Но он же вряд ли знает Мандаля и всех остальных? У Геста голова шла кругом: Купакапа приехал! Он здесь! Его жизнь снова перевернется?
Мальчик очнулся, когда Хельга встала перед ним, и подергала за пиджак, и закричала сквозь шум толпы вокруг: «Фирмовался!» А потом рядом встала Сньоулька со всеми своими зубами, которые сейчас напоминали не что иное, как горную цепь, которая, изогнувшись подковой, возвышалась над всей этой сценой.
– Папкя где? – спросила она, и глаза мальчика непроизвольно начали искать черный цилиндр-дымоход, а потом женщина ответила сама себе: – Не, воть он где!
Они все посмотрели вбок и увидели сквозь толчею побитых дождем локтей, что старый плотник с Нижнего Обвала подошел к экономке Мадамина дома, стоящей у угла церкви. Он стоял там и во все глаза смотрел на новокрещенного ребенка у нее на руках, а потом вытянул жилистую руку и положил на середину пеленки. Халльдоура неловко улыбнулась и в ответ на это отвернула ребенка от его распутника отца. Затем ее окружила стайка девочек, которые хотели посмотреть повязку на глазике, и Лауси на мгновение остался один: согбенный, седой, украшенный морщинами. Когда в дождливое царство прокрался единственный солнечный луч и осветил его лицо, старый плотник стал словно нарисованный гениальным Рембрандтом. Луч исчез, едва появившись, и Лауси поднес тыльную сторону ладони к одной глазнице и вытер со своего глаза слезинку, которую вызвал у него этот маленький глазок.

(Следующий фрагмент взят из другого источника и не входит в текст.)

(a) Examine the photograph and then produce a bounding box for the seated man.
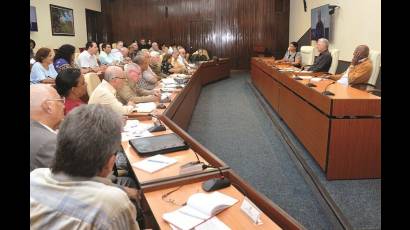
[133,54,159,95]
[88,66,135,115]
[329,45,373,86]
[149,51,167,79]
[30,84,64,171]
[302,38,332,72]
[30,105,139,229]
[111,41,124,62]
[117,63,160,103]
[78,42,105,74]
[98,43,115,65]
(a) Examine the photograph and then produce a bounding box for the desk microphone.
[148,113,166,133]
[322,81,336,96]
[202,164,231,192]
[306,77,317,87]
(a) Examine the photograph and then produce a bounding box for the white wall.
[30,0,101,51]
[289,0,381,62]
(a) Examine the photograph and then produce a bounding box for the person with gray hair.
[30,105,139,229]
[88,66,135,115]
[117,63,160,103]
[133,54,159,95]
[302,38,332,72]
[30,84,65,171]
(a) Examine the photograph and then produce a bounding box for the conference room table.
[122,59,304,229]
[251,57,381,180]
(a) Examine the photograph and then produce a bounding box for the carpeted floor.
[188,72,381,229]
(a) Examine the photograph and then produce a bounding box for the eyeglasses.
[46,97,65,104]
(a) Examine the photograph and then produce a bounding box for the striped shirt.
[30,168,139,230]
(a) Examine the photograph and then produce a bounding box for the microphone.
[322,81,336,96]
[306,77,317,87]
[148,113,166,133]
[202,164,231,192]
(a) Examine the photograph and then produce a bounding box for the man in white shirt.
[98,43,115,65]
[30,105,139,230]
[178,48,188,67]
[111,41,124,62]
[88,66,135,115]
[30,84,64,171]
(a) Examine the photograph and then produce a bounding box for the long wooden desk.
[122,60,304,229]
[144,170,303,230]
[251,58,381,180]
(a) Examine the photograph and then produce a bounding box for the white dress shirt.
[88,80,134,115]
[78,50,98,68]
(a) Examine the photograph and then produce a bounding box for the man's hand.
[127,101,135,107]
[123,186,141,201]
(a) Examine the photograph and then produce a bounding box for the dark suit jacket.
[309,50,332,72]
[30,120,57,172]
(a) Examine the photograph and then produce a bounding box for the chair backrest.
[368,50,381,85]
[300,46,315,65]
[84,73,101,97]
[328,49,340,74]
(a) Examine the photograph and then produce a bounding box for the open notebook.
[162,192,238,230]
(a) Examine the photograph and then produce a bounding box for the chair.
[84,73,101,97]
[328,49,339,74]
[300,46,315,66]
[368,50,381,85]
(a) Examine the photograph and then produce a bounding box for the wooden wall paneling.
[101,0,289,69]
[326,118,381,180]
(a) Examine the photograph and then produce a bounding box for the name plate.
[241,197,262,225]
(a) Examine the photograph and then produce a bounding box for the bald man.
[330,45,373,86]
[30,84,64,172]
[305,38,332,72]
[88,66,135,115]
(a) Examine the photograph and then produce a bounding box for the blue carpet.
[188,72,381,229]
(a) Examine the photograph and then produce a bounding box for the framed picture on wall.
[50,4,75,36]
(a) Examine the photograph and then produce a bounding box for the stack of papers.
[131,154,177,173]
[121,120,153,141]
[162,192,238,230]
[132,102,157,113]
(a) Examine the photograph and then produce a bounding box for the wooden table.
[122,59,304,229]
[144,170,303,230]
[251,58,381,180]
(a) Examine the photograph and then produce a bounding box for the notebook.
[131,154,177,173]
[162,192,238,230]
[132,102,157,113]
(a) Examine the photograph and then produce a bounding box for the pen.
[148,160,168,164]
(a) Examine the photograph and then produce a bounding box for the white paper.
[131,154,177,173]
[133,102,157,113]
[310,77,323,82]
[299,76,313,80]
[195,216,231,230]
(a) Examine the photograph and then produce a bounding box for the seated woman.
[171,49,188,73]
[276,42,302,67]
[54,44,89,74]
[161,54,177,75]
[30,47,57,84]
[55,68,87,114]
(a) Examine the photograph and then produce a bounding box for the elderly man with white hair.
[117,63,160,103]
[30,84,64,171]
[305,38,332,72]
[88,66,135,115]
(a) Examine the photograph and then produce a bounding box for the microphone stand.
[202,164,231,192]
[148,113,166,132]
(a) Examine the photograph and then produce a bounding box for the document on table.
[133,102,157,113]
[131,154,177,173]
[121,120,153,141]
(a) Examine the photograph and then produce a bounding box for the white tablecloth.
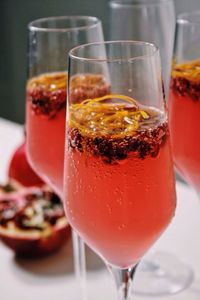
[0,119,200,300]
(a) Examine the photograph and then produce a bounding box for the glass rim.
[69,40,159,63]
[109,0,174,6]
[177,10,200,25]
[28,15,101,32]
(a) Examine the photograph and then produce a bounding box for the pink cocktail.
[65,96,175,268]
[169,60,200,191]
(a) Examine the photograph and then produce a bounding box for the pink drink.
[26,73,67,196]
[169,61,200,191]
[65,98,176,268]
[26,72,108,197]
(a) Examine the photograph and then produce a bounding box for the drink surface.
[26,72,108,197]
[169,60,200,191]
[65,95,175,268]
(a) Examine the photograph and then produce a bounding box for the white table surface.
[0,119,200,300]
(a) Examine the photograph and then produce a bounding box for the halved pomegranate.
[0,188,70,257]
[8,143,44,187]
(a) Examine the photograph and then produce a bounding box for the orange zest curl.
[69,94,150,138]
[172,60,200,81]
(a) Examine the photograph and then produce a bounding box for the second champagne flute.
[26,16,103,298]
[64,41,176,300]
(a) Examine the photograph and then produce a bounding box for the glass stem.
[72,230,87,300]
[108,264,138,300]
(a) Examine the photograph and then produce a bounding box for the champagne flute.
[26,16,103,298]
[64,41,176,300]
[109,0,193,296]
[169,11,200,203]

– А тебе можно будет одежду себе оставить? – спросила Хельга Геста.
– Нет, мне ее вернуть нужно, – ответил он и тут увидел, как Кристьяун ведет своего коллегу Коппа прочь из толчеи в сторону норвежских домов, просторного склада и славной горы бочек. Новобрачные уже выдвинулись; они выбежали из церкви на полянку почти бегом, и было заметно, что они смеются. «Какое облегчение», – пробурчал кто-то. А жених снял пиджак и натянул его над обоими, словно крышу, для защиты от дождевых капель.
«Глянь-ка, Гриму не свезло / в день такой жениться[142]», – раздался выкрик в толпе. А батрачки со Старого хутора в это время пытались поскорее увести пророков домой: из них Йеремиас пришел на праздник в подштанниках-мокроштанниках, дырявых как решето и в желтых пятнах. Лауси побрел к своим домашним и пригласил их сесть в лодку, но Гесту не хотелось домой, он хотел остаться. Сньоулька взяла слово у своего отца и возмутилась: неужели он не придет на застолье в честь собственной конфирмации?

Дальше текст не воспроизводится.